ROME (Reuters) – Italy and Rome are possible targets of attacks by militants of the Islamic State, the formation fundamentalist active in Syria and Iraq, but so far has been found of any concrete plan of attack.
This was stated today by Interior Minister Angelino Alfano during disclosures in the House, also explaining that so far the 48 “foreign fighters” of Is somehow related to Italy, but only two with citizenship Italian.
The Minister also proposed new rules to restrict the freedom of the “would-be militants” in the wake of other European countries.
“Italy does not occupy a secondary place” between the objectives of terrorism, said the head of the Interior Ministry, however, that “at the moment there are no plans on investigative evidence against Italy.”
The minister, however, urged not to underestimate the risk that “weak-minded and easily influenced” may follow the instructions of the leader of the Is, Abu Bakr al-Baghdadi, who in his speeches spoke to conquer or hit Rome, the seat the Vatican and the “cradle of Christianity.”

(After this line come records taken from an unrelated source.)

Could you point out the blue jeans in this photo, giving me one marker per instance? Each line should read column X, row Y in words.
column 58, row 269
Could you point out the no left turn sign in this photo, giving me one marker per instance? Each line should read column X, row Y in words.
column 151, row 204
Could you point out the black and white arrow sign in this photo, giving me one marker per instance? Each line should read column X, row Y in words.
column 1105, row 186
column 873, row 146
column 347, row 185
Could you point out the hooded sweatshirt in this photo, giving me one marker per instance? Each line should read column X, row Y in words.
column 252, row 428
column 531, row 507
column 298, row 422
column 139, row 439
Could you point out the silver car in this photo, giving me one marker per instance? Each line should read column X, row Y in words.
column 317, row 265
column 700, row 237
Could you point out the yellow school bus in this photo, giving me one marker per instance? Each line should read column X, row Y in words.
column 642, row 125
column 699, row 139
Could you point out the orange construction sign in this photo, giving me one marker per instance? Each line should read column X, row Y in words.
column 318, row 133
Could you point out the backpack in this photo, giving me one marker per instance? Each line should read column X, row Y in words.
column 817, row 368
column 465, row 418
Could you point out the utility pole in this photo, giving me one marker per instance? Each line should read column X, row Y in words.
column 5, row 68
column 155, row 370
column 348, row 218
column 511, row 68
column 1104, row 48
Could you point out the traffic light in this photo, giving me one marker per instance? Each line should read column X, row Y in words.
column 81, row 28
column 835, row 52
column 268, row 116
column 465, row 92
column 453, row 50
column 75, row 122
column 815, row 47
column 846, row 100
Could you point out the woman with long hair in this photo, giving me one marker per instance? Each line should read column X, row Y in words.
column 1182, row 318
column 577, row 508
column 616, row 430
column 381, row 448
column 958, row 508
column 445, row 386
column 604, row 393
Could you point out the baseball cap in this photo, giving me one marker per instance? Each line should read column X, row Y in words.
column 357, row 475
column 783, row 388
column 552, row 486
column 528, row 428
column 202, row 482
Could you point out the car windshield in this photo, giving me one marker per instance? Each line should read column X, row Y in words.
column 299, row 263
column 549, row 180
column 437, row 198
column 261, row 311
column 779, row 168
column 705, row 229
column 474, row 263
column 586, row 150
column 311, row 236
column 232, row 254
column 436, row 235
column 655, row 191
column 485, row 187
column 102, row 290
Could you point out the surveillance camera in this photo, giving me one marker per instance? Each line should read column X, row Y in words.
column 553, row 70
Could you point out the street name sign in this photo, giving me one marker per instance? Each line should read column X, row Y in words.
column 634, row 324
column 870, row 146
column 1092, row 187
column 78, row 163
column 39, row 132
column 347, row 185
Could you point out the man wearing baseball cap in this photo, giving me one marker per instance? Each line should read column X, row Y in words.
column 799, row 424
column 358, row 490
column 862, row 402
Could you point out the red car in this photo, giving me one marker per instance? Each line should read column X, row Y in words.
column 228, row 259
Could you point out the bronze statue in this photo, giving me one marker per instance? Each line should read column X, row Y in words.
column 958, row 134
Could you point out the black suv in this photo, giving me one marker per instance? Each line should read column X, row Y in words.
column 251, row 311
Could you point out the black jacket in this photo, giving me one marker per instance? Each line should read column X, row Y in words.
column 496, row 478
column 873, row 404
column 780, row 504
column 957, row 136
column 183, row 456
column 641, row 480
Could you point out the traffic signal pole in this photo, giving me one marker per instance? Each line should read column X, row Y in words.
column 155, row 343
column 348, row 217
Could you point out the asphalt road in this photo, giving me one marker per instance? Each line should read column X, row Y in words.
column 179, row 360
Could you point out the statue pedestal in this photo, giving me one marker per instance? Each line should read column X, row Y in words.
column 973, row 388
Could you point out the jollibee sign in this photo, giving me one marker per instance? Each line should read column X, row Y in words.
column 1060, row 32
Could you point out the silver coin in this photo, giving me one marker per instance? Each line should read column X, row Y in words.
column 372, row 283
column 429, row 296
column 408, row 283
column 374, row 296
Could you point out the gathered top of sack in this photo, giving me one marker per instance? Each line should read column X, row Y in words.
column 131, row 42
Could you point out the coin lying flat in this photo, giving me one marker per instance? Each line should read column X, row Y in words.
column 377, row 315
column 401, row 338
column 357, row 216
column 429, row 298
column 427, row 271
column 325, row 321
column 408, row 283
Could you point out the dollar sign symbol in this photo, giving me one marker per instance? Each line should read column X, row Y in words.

According to the report read in court by Alfano, the “foreign fighters” Western fighting in the ranks of the Islamic State would be 2,300. The people “passed through Italy and go to fight in Syria” would be 48 instead, only two of which have an Italian passport: the young Delnevo Giuliano, who was killed last year in Syria, and “a young Moroccan naturalized Italian,” but you currently located in another European country.
Italy, which joined in recent days in the international coalition against Is, increased border controls to prevent the risk of the return to Europe of veterans, and is monitoring the web to locate the phenomena of proselytizing and recruitment online.
Alfano has also ruled that Islamic militants may groped to enter Italy mingling in the landings of immigrants, and has proposed that the government can strengthen the “weapons laws against terrorism” disputing a crime of acts of terrorism committed abroad by individual and introducing the special supervision with the obligation of residence for those who are considered by the authorities “would-be fighters.”